The integrated dispatcher contains the intelligence for managing the wake queue 70. The wake queue is a method of communication between slow and fast processes which prevents bottlenecking the fast processes. Access to the wake queue occurs in such a way as to permit slower coprocessors to put entries on the wake queue without holding up the faster processors. Thus, coprocessors of unequal speed can efficiently schedule tasks for a fast processor to run without locking the run queue from which the fast processors are scheduled. For example, when a peripheral device which is slow requests action from a processor (which is fast), the request is held in the wake queue until a processor is available to handle the request.

Thus, faster processors are not held up by slower coprocessors.

The intelligence for servicing the wake queue has been added to the integrated dispatcher. Rather than having a slow coprocessor interrupt a fast processor to schedule a task or indicate to it that some tasks are complete, the wake queue concept provides an intermediate queue upon which the coprocessor can queue information. When the integrated dispatcher is run, it checks to see if any entries are queued upon the wake queues and if so, processes them. This processing varies widely dependent upon the data queued. Any information can be queued and processed in this way as long as the coprocessor knows to queue it, and the intelligence is added in the integrated dispatcher to process it. For example, if the information queued is simply the address of a process waiting for some coprocessor task to complete, the integrated dispatcher can now wake that process. The results in that process being queued on the run queue. Specific details of the wake queue are described in the copending application METHOD OF EFFICIENT COMMUNICATION BETWEEN COPROCESSORS WITH UNEQUAL SPEEDS.
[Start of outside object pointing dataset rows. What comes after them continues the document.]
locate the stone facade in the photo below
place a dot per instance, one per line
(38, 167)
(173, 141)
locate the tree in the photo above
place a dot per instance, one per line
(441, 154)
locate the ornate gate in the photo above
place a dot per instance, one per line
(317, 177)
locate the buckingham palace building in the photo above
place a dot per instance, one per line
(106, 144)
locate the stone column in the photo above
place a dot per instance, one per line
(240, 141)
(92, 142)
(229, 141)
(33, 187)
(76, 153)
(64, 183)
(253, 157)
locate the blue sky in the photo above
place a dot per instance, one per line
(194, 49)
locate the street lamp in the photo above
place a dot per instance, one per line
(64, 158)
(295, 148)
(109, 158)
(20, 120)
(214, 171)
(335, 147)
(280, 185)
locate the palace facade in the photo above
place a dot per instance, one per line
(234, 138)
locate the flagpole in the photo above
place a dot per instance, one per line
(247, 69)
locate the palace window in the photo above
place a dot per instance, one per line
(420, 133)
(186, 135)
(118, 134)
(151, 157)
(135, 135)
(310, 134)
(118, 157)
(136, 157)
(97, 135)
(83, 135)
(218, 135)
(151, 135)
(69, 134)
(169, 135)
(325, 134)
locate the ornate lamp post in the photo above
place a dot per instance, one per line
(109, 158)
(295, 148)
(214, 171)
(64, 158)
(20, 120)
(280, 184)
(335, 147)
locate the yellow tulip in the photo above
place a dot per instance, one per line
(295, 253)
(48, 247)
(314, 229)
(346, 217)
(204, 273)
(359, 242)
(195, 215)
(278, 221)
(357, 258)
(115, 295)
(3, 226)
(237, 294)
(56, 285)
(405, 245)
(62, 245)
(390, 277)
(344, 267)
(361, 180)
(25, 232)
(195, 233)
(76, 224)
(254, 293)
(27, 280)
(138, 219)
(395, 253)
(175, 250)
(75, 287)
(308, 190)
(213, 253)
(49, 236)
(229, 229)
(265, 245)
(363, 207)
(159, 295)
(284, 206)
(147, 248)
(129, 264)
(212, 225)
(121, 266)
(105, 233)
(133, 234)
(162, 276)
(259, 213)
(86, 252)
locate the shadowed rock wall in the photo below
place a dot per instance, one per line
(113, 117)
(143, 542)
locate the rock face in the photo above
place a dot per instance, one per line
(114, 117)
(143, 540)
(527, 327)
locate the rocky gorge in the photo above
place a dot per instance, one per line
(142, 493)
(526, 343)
Although the description of the preferred embodiment has been presented, it is contemplated that various changes could be made without deviating from the spirit of the present invention.

While the exemplary preferred embodiments of the present invention are described herein with particularity, those having normal skill in the art will recognize various changes, modifications, additions and application other than those specifically mentioned herein without departing from the spirit of this invention.

What is claimed is:

Claims

1. In a multiprocessor environment wherein each processor is capable of accessing one or more storage areas, a method for self scheduling of service requests from a plurality of sources having potentially different priority levels for handling comprising the steps of:

establishing a run queue in a first storage area having storage positions therein arrayed in sequential order corresponding to priority levels;

monitoring service requests from the plurality of sources;

assigning a priority level to each service request for entry thereof into the corresponding position in said run queue;

creating an integrated dispatcher including a multiplicity of instructions for retention in a second storage area;

causing each processor upon becoming available to handle a service request to retrieve said integrated dispatcher;

responding to execution of said integrated dispatcher in said processor by inspecting said run queue to identify the service request having the highest priority; and

configuring said processor to handle the service request thus assigned to it.

2. The method in accordance with claim 1 wherein the service requests can include a demand for microprocessor scheduling, a demand for interrupt process scheduling or a process scheduling and wherein the method includes the step of preventing any other processor from accessing said first storage area at the same priority level as that which said process is handling pursuant to said configuring step until the processor having the preceding run queue has completed its loading step.

3. The method in accordance with claim 1 which includes the steps of associating all service requests of given priority level with a particular position in the run queue, and maintaining a given priority level in the run queue active until all service requests of that priority level are handled.

4. The method in accordance with claim 3 wherein said associating step includes the step of establishing a process identifying area and a semaphore counter function area corresponding to each said process identifying area.